Where are the missing colours in the rainbow, asks Yogesh Pawar

Is the LGBTQ+ movement an elitist club?

Bharati Torne is 20. This Dalit resident of the Pant Nagar neighbourhood of Mumbai's Ghatkopar suburb pursues BCom in a college across the railway tracks was attracted to women from Class VIII but felt conflicted and confused till she finally got intimate with an older woman for four years. After this neighbour moved to Hyderabad, she began “going steady” with another partner she met on social media.

“Though I can't have an open relationship because my conventional family won't accept, I understand being lesbian is normal after attending the Kashish film festival for two years with my partner where they screened several lesbian-themed films.”

She attended the Pride march last year but is unsure she will this year. The recent violence at Bhima-Koregaon, off Pune, on January 1 and the protest shutdown in its aftermath have left Dalit families like hers angry and vulnerable. After all among those picked up is Bharati's elder brother Ramesh, the family's main breadwinner. “Like my late father, he too is a conservancy worker. He's in jail. We worry he'll lose his municipal job.”

Accused of “voluntarily causing grievous harm to a public servant on duty” - a charge that can attract a 10-year jail term, Bharati's family has only meet Ramesh twice at Arthur Road jail. “My sister-in-law who works as a maid in a few houses to supplement the family income is a Class X drop-out and my mother can't read or write. Jail cops or lawyer I accompany them everywhere and haven't been attending college,” she says clearly overwhelmed with the crisis and points out how “attending the Pride will not be possible.”

When asked about her partner of two years, the tears she was fighting back, flow freely. “We met over tea at Wadala this week. When I told her everything she just became aloof and quiet. Now she's not even responding to calls and texted me to sort my problems out and not bother her,” she weeps and adds, “I'm only asking her to be there for me. After all my education and even being able to speak a smattering of English, I now realise I'll never be fully acceptable to someone like her once they know of my caste and circumstance.” After trying her best to fit it in what she calls, “the English speaking, westernised, largely upper caste milieu,” she says she is now uncomfortable about going to LGBTQIA events any more.

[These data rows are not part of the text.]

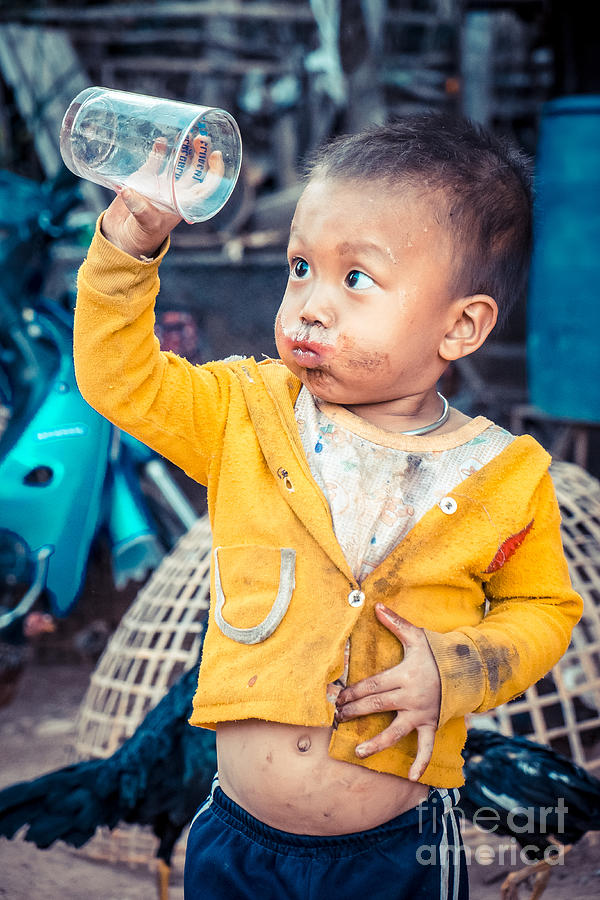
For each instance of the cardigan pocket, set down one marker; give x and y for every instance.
(246, 577)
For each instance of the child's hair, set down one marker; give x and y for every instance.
(485, 183)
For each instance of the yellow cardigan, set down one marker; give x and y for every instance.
(283, 597)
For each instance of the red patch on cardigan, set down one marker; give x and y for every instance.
(506, 550)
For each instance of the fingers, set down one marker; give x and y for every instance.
(425, 741)
(402, 725)
(368, 701)
(214, 175)
(156, 158)
(407, 633)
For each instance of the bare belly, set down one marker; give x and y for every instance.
(283, 775)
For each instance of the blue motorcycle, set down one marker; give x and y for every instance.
(66, 474)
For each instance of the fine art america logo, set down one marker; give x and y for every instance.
(522, 822)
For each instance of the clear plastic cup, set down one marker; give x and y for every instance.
(184, 158)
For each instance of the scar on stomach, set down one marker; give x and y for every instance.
(303, 743)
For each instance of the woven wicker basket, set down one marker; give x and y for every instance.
(158, 638)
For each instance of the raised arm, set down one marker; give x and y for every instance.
(175, 407)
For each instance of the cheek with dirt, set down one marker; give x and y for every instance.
(352, 356)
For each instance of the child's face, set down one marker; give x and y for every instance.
(367, 304)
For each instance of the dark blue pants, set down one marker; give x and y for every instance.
(233, 856)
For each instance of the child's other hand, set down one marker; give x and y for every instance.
(412, 688)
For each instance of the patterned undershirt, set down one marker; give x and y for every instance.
(379, 483)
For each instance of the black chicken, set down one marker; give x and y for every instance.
(158, 777)
(539, 797)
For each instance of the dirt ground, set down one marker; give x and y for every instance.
(36, 734)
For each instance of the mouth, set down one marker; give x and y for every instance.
(307, 354)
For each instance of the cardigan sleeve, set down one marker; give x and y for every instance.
(169, 404)
(532, 609)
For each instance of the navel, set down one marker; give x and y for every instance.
(303, 743)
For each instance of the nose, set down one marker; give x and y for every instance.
(318, 309)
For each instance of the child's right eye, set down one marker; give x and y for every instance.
(299, 268)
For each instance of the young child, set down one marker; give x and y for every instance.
(383, 565)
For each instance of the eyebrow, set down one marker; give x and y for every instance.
(347, 247)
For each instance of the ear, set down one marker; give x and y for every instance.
(472, 319)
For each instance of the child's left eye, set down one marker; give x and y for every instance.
(358, 280)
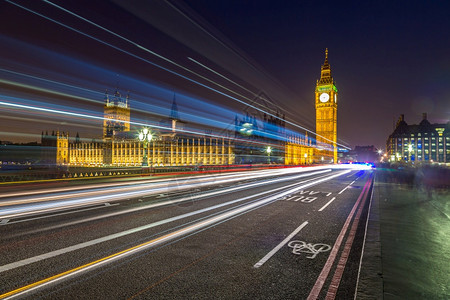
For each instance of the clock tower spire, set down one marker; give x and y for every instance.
(326, 115)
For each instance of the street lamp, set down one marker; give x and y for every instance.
(268, 150)
(145, 136)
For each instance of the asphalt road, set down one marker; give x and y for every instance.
(276, 235)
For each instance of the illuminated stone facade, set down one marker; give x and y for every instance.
(298, 151)
(120, 147)
(326, 96)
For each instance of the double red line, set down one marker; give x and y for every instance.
(335, 281)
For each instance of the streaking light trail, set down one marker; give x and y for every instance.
(150, 62)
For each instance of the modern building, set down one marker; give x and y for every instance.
(424, 142)
(326, 95)
(120, 146)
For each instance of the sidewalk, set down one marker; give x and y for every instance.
(407, 252)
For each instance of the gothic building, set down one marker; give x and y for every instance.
(326, 95)
(300, 149)
(120, 146)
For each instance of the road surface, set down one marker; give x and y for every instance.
(295, 233)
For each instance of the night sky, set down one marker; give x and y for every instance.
(387, 58)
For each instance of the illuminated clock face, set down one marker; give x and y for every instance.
(324, 97)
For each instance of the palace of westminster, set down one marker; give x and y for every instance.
(120, 146)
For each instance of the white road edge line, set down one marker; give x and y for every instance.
(54, 253)
(284, 242)
(343, 189)
(364, 243)
(328, 203)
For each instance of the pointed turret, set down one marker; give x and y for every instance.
(325, 73)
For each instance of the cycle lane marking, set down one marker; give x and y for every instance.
(299, 247)
(162, 239)
(280, 245)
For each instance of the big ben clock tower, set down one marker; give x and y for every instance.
(326, 114)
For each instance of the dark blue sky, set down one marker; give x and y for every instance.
(388, 58)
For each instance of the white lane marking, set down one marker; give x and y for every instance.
(141, 228)
(328, 203)
(299, 247)
(170, 236)
(347, 187)
(48, 207)
(344, 189)
(284, 242)
(131, 231)
(364, 243)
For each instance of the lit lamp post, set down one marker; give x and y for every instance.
(145, 136)
(268, 150)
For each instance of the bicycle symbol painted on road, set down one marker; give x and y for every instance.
(303, 247)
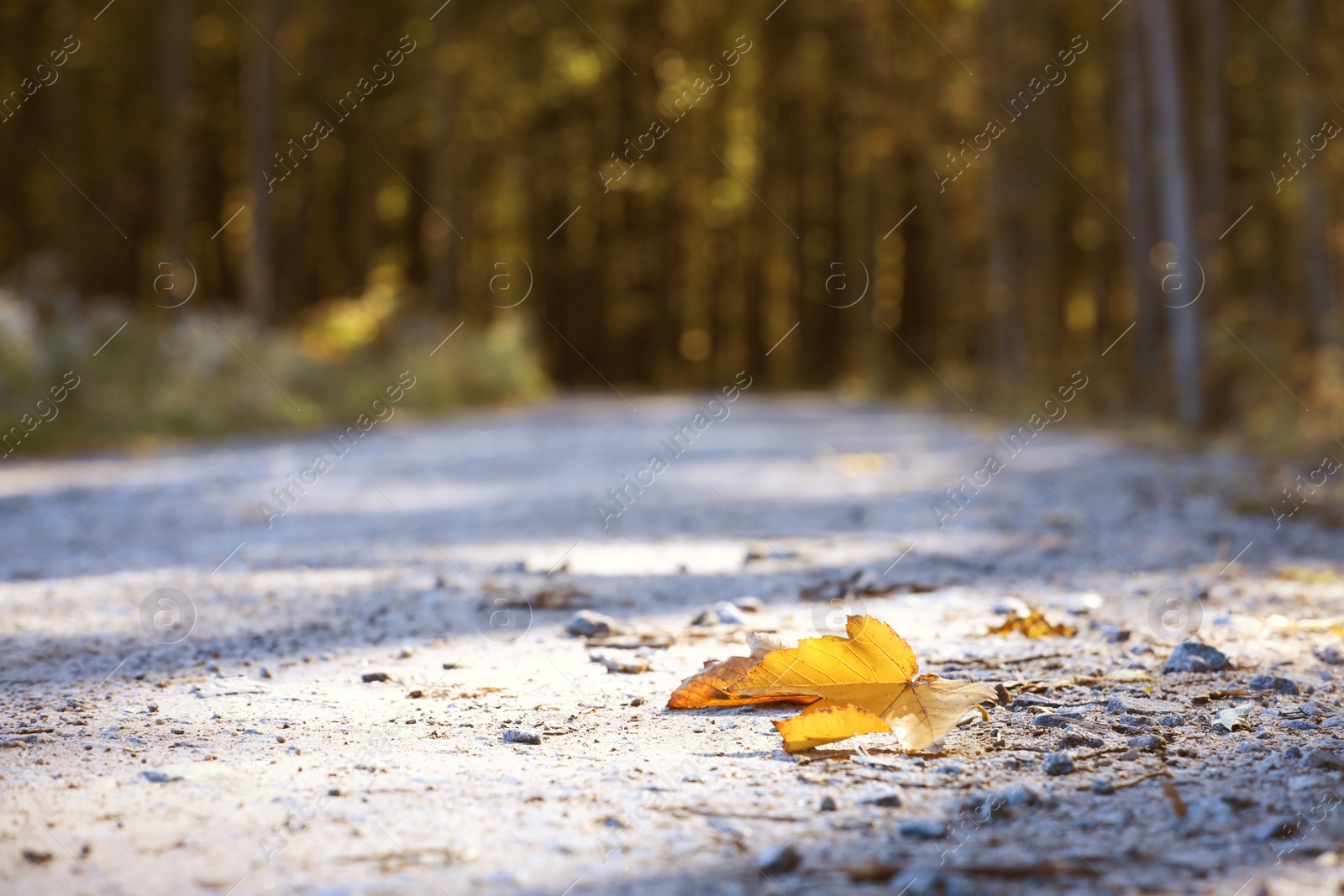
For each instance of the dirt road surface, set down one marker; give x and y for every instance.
(374, 692)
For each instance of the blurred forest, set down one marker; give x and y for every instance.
(954, 202)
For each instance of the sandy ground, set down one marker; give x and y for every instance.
(226, 741)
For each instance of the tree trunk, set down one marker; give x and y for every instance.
(1213, 144)
(1175, 210)
(437, 235)
(257, 62)
(1319, 277)
(1135, 129)
(1005, 282)
(175, 168)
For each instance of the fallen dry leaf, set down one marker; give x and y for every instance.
(864, 679)
(710, 685)
(824, 723)
(1032, 625)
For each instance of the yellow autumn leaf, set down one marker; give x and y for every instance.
(1032, 624)
(710, 685)
(826, 723)
(871, 669)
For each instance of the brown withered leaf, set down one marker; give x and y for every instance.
(710, 685)
(867, 681)
(1032, 625)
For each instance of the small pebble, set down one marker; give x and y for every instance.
(722, 613)
(886, 801)
(1079, 739)
(589, 624)
(924, 829)
(1323, 759)
(1277, 829)
(1272, 683)
(1058, 763)
(1193, 656)
(1331, 656)
(779, 860)
(1055, 719)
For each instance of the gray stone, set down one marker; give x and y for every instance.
(886, 801)
(722, 613)
(1273, 684)
(924, 829)
(1021, 794)
(1113, 634)
(515, 736)
(589, 624)
(1277, 829)
(1323, 759)
(1058, 763)
(1057, 719)
(1331, 656)
(1209, 809)
(1193, 656)
(1079, 739)
(779, 860)
(1131, 705)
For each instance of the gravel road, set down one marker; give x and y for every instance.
(367, 687)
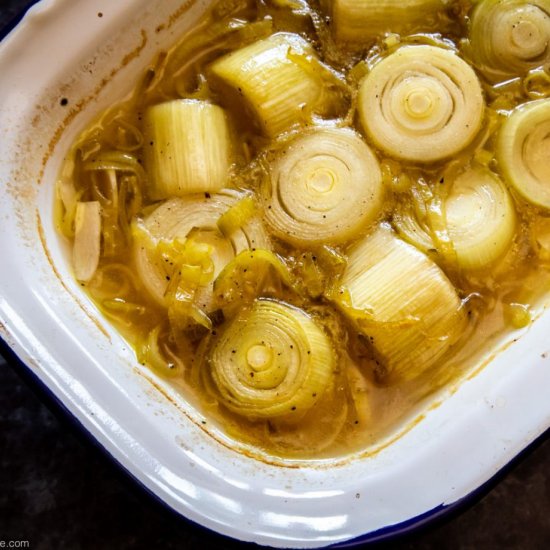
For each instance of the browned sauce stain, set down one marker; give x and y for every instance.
(288, 463)
(42, 237)
(175, 16)
(247, 452)
(80, 105)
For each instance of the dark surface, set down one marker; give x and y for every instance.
(57, 491)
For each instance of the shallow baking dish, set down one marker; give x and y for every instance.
(66, 61)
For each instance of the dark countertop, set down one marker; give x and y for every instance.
(57, 491)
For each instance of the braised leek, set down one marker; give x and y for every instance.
(188, 229)
(359, 20)
(508, 38)
(273, 361)
(87, 240)
(402, 302)
(325, 187)
(421, 104)
(187, 148)
(522, 151)
(280, 79)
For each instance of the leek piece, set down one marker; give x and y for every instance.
(360, 20)
(237, 216)
(325, 187)
(242, 278)
(481, 219)
(522, 151)
(476, 215)
(273, 361)
(87, 240)
(508, 38)
(187, 148)
(196, 217)
(421, 104)
(279, 78)
(402, 302)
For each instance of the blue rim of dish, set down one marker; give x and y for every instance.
(17, 18)
(392, 532)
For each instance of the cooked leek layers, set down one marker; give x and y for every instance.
(510, 37)
(194, 220)
(471, 224)
(358, 20)
(309, 216)
(402, 301)
(87, 239)
(421, 104)
(187, 148)
(325, 187)
(523, 151)
(272, 361)
(280, 79)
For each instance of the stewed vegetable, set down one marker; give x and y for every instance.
(310, 216)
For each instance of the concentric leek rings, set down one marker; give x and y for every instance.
(510, 38)
(272, 361)
(324, 188)
(421, 104)
(523, 151)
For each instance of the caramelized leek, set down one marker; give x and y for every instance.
(508, 38)
(476, 214)
(187, 148)
(273, 361)
(194, 218)
(421, 103)
(280, 78)
(402, 302)
(480, 217)
(87, 240)
(522, 151)
(325, 187)
(359, 20)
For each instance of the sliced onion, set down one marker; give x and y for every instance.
(421, 103)
(325, 187)
(273, 361)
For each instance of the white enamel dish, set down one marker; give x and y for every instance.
(90, 53)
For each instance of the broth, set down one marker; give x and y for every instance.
(235, 260)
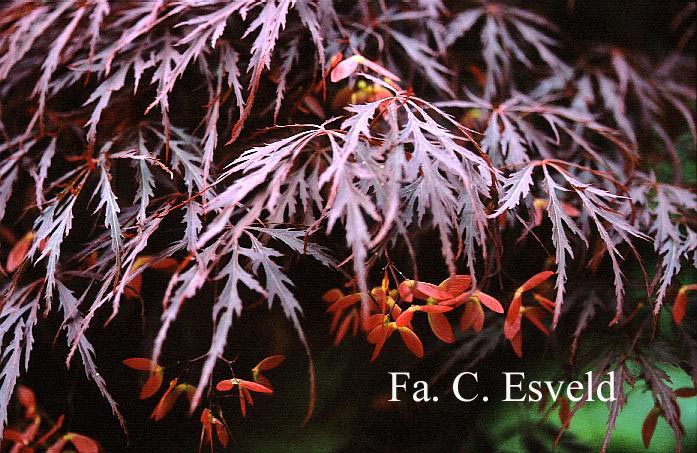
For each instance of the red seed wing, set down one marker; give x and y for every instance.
(224, 386)
(441, 327)
(332, 295)
(405, 318)
(648, 428)
(534, 315)
(680, 307)
(473, 317)
(435, 308)
(253, 386)
(152, 385)
(424, 290)
(412, 341)
(221, 432)
(490, 302)
(517, 343)
(381, 334)
(686, 392)
(512, 324)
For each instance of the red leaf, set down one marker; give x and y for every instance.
(473, 316)
(373, 321)
(48, 434)
(14, 436)
(680, 307)
(221, 432)
(412, 341)
(441, 327)
(263, 380)
(28, 401)
(380, 335)
(332, 295)
(564, 412)
(253, 386)
(152, 385)
(424, 290)
(57, 446)
(19, 252)
(535, 281)
(343, 328)
(344, 69)
(490, 302)
(243, 403)
(457, 284)
(405, 318)
(166, 403)
(649, 426)
(435, 308)
(405, 290)
(686, 392)
(534, 314)
(517, 343)
(270, 362)
(512, 324)
(544, 302)
(224, 386)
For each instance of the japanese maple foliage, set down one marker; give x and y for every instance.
(204, 144)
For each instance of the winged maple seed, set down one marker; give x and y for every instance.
(516, 311)
(244, 388)
(386, 316)
(680, 306)
(208, 423)
(170, 397)
(266, 364)
(81, 443)
(154, 381)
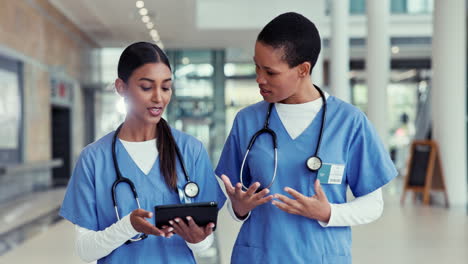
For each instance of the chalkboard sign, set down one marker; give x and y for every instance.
(424, 172)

Bharati is not alone. Many in the LGBTQIA community which celebrates sexual diversity and gender variance and fights sexual orientation-based discrimination itself, question its own often not-so-subtle discrimination on the basis of caste, class, region and language. At a time when the community sees a ray of hope in the Supreme Court's relook at its criminalising consensual gay sex (to rid the community of fear, harassment and blackmail under IPC Section 377), polarisations on caste, class, gender, language, region, religion and food habits given the current socio-political climate of the country, have made intersectionalities sharper.

Kolkatan sociologist and cultural historian Meghna Kashyap (herself openly bisexual) says, “The rainbow community should develop a sociological framework to locate gendered power relations and oppression within structures of caste and class domination, inequality and social stratification,” and adds, “Critical sociological understanding of social relations and structural differences need to be built. Such a framework grounded in theories of socio-cultural subordination could explore complex and dynamic interconnections between caste, class and patriarchy.”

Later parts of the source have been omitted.